Взгляд Валерия упал на «мыльницу», магнитофон фирмы «Повасоник», мерзкую отрыжку то ли Польши, то ли Болгарии.
«А что? – подумал он.– Пойду и куплю нормальную музыку! Прямо сейчас! Или нет, сначала поем».
Мясо поспело, приправленное и обжаренное в сухариках. Васильев распечатал бутылочку «Калинкина», утаенную от Афанасия, достал с полочки роман «Анахрон», самую прикольную книжку, какая ему подворачивалась за последние годы, и принялся наслаждаться. Ей-Богу, вчера в ресторане он не получил такого удовольствия.
После обеда, завершенного крепким, собственноручно сваренным кофе, Васильев прихватил две сотни долларов и спустился вниз. Продав доллары чернявому парнишке у обменника, Валерий прошелся по магазинам вдоль Владимирской и приобрел даже и не просто магнитофон, а музыкальный центр «Панасоник».
Ощущая себя богатым и довольным, Васильев глянул на часы: пятнадцать сорок восемь. Пора собираться на тренировку.
Выйдя в коридор, позвонил на мобильник Петренко.
– Подхватишь меня?
– Без проблем.
Счастье было полным. Но где-то на краю сознания маячил вопрос: какие еще традиции существуют у его новых друзей, кроме приобретения пистолета с первой получки?

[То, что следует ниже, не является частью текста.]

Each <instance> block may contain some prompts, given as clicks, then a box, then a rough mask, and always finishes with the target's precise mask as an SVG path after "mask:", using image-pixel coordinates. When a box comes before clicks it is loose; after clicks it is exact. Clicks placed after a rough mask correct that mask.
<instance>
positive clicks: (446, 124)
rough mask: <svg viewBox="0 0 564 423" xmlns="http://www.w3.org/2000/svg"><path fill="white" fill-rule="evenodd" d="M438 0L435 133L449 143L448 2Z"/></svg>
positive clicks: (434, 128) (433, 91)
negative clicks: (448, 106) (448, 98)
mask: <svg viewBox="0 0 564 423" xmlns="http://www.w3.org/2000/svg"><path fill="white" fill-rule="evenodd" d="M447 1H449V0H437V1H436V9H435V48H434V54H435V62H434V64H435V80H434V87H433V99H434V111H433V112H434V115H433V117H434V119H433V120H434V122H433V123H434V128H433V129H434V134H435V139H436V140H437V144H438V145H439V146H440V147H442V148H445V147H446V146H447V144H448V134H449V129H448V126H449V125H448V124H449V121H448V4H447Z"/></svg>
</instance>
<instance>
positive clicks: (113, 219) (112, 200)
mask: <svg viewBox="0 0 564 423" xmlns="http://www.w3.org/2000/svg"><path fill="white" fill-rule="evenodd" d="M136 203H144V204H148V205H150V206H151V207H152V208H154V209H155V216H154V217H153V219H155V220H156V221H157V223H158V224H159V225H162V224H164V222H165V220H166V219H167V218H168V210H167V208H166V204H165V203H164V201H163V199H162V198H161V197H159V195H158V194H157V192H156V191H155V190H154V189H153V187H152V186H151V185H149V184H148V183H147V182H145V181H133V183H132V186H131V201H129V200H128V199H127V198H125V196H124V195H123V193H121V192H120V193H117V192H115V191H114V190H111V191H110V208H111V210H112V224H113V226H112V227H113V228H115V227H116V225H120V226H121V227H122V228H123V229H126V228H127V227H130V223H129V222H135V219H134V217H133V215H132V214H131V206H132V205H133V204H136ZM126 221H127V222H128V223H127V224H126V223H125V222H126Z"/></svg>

Страшного предполагать не хотелось. Не могут такие отличные парни заниматься дрянными делами. А если могут?
«По фиг!» – честно признался сам себе Васильев.
Чем бы они ни занимались, обратно ему хода нет. Да и некуда.
Рассчитывая, что его вот-вот введут в курс дела, Валерий ошибался. И Петренко, и Юра вели себя так, будто ничего не произошло. И в этот день, и на следующий. А на третий день большая часть группы попросту отсутствовала на тренировке. Были только пацаны (кроме Олежка и Гарика) да Паша-Академик. После обычной разминки Егорыч принес коробку теннисных мячей, поставил Пашу и Валерия к стене, запретив сдвигаться больше, чем на шаг. А затем велел пацанве произвести «расстрел», наказав при этом целить по уязвимым местам.
Через пару секунд Валерий убедился, что успевает защитить исключительно эти уязвимые места да физиономию. И то не всегда. Раза три он довольно чувствительно получил по уху. Скоро он перестал следить за летящими мячами (все равно бесполезно) и сосредоточился только на узком пространстве вокруг себя. Это было чем-то похоже на работу с завязанными глазами: не на зрении, а на ощущении. Сразу стало легче. Теперь Валерий отбивал почти половину мячей. От некоторых даже успевал уворачиваться. Дальше – еще лучше. Наконец настал момент, когда Васильев отбил три удара из трех. И получил возможность поднять голову. И убедился, что «ловкость» его имеет вполне объективную причину. Причина же была в том, что Паша ловил мячики и аккуратно складывал их к ногам, выводя из игры. Поймав взгляд Васильева, он белозубо улыбнулся.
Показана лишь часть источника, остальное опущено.